En laboratoire, la glie radiaire humaine répond au glucose et au thalamus
À l’UCLA, Claudia Nguyen et ses collègues ont fusionné des organoïdes thalamiques et corticaux dérivés de cellules souches — des modèles cérébraux cultivés en laboratoire — pour former des assembloïdes, puis ont examiné comment les tissus communiquaient. Dans ces modèles, les projections thalamiques ont établi un contact physique direct avec la glie radiaire, les cellules souches qui construisent une grande partie du cortex en développement. Ce contact a incité les cellules à produire davantage de neurones excitateurs, en particulier les neurones des couches supérieures, qui sont les plus développées dans le cerveau humain. Une étude parallèle menée par les laboratoires d’Aparna Bhaduri et de Heather Christofk a identifié un second système d’instructions : le métabolisme.
Avant la naissance, la glie radiaire prend des milliards de décisions sur les cellules cérébrales à créer et sur le moment de leur création. Elle produit une grande partie des neurones et des cellules de soutien du cortex cérébral, la région associée à la pensée, à la mémoire et au langage. Son importance en fait également un objet d’étude pour les troubles neurodéveloppementaux et neuropsychiatriques, ainsi que pour le cancer, car des cellules qui lui ressemblent peuvent réapparaître dans les tumeurs cérébrales après avoir largement disparu avant la naissance.
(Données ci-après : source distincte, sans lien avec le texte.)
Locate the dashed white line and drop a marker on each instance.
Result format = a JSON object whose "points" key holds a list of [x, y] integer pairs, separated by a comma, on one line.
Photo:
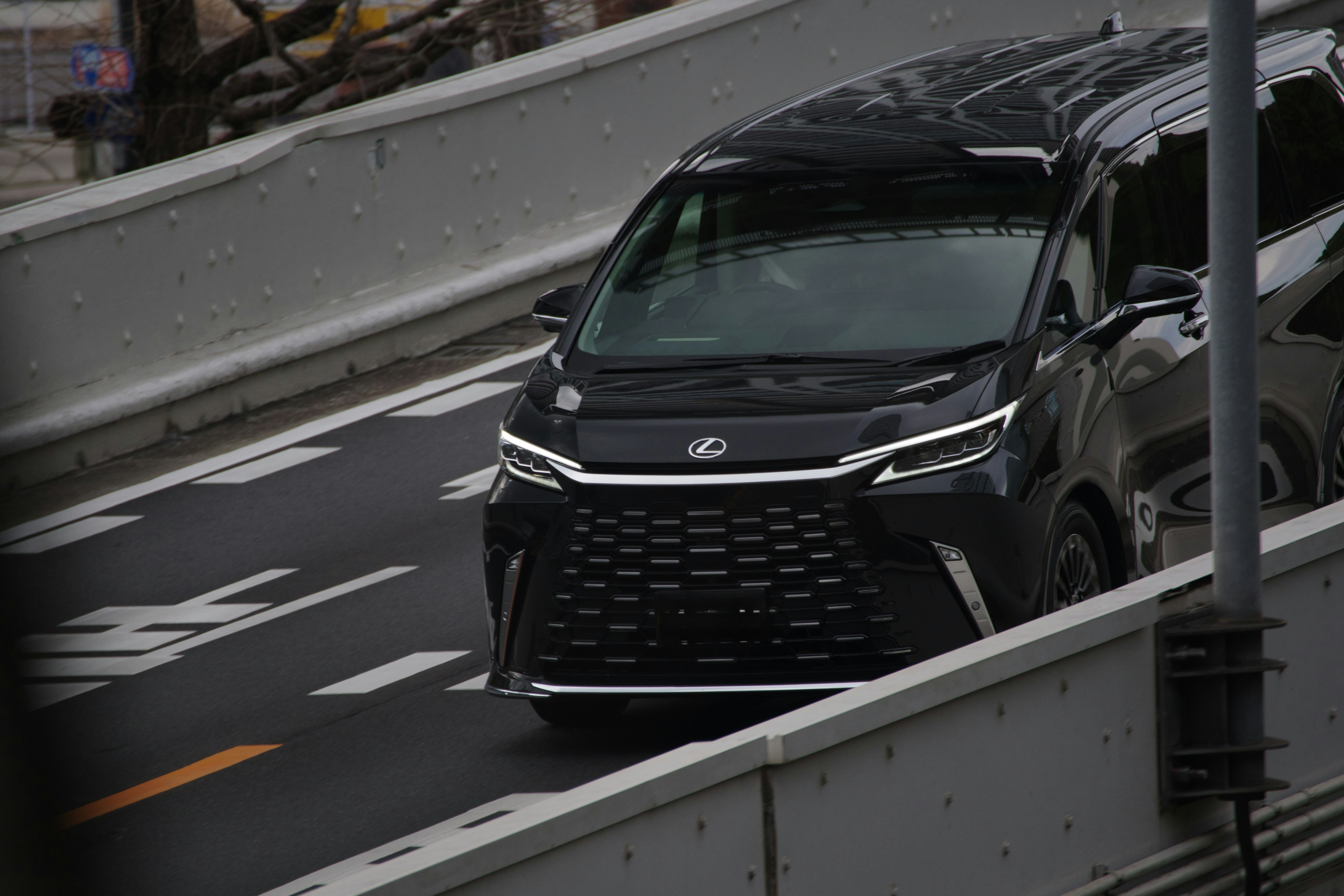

L’étude publiée dans Cell, dirigée par les coauteurs principaux Jessenya Mil et Jose Soto, s’est appuyée sur des tissus humains donnés et des organoïdes cérébraux dérivés de cellules souches pour cartographier le métabolisme dans le cortex en développement. Les chercheurs ont découvert que la glie radiaire dépend fortement de la voie des pentoses phosphates, un processus qui utilise le glucose pour produire les éléments nécessaires aux cellules qui se divisent rapidement. Lorsque la disponibilité du glucose a été réduite ou que cette voie a été perturbée, les cellules souches ont modifié leur production, générant davantage de neurones inhibiteurs et d’autres types cellulaires apparaissant plus tard. Ce résultat intègre le métabolisme au processus de prise de décision, au lieu de le considérer comme une simple activité de fond.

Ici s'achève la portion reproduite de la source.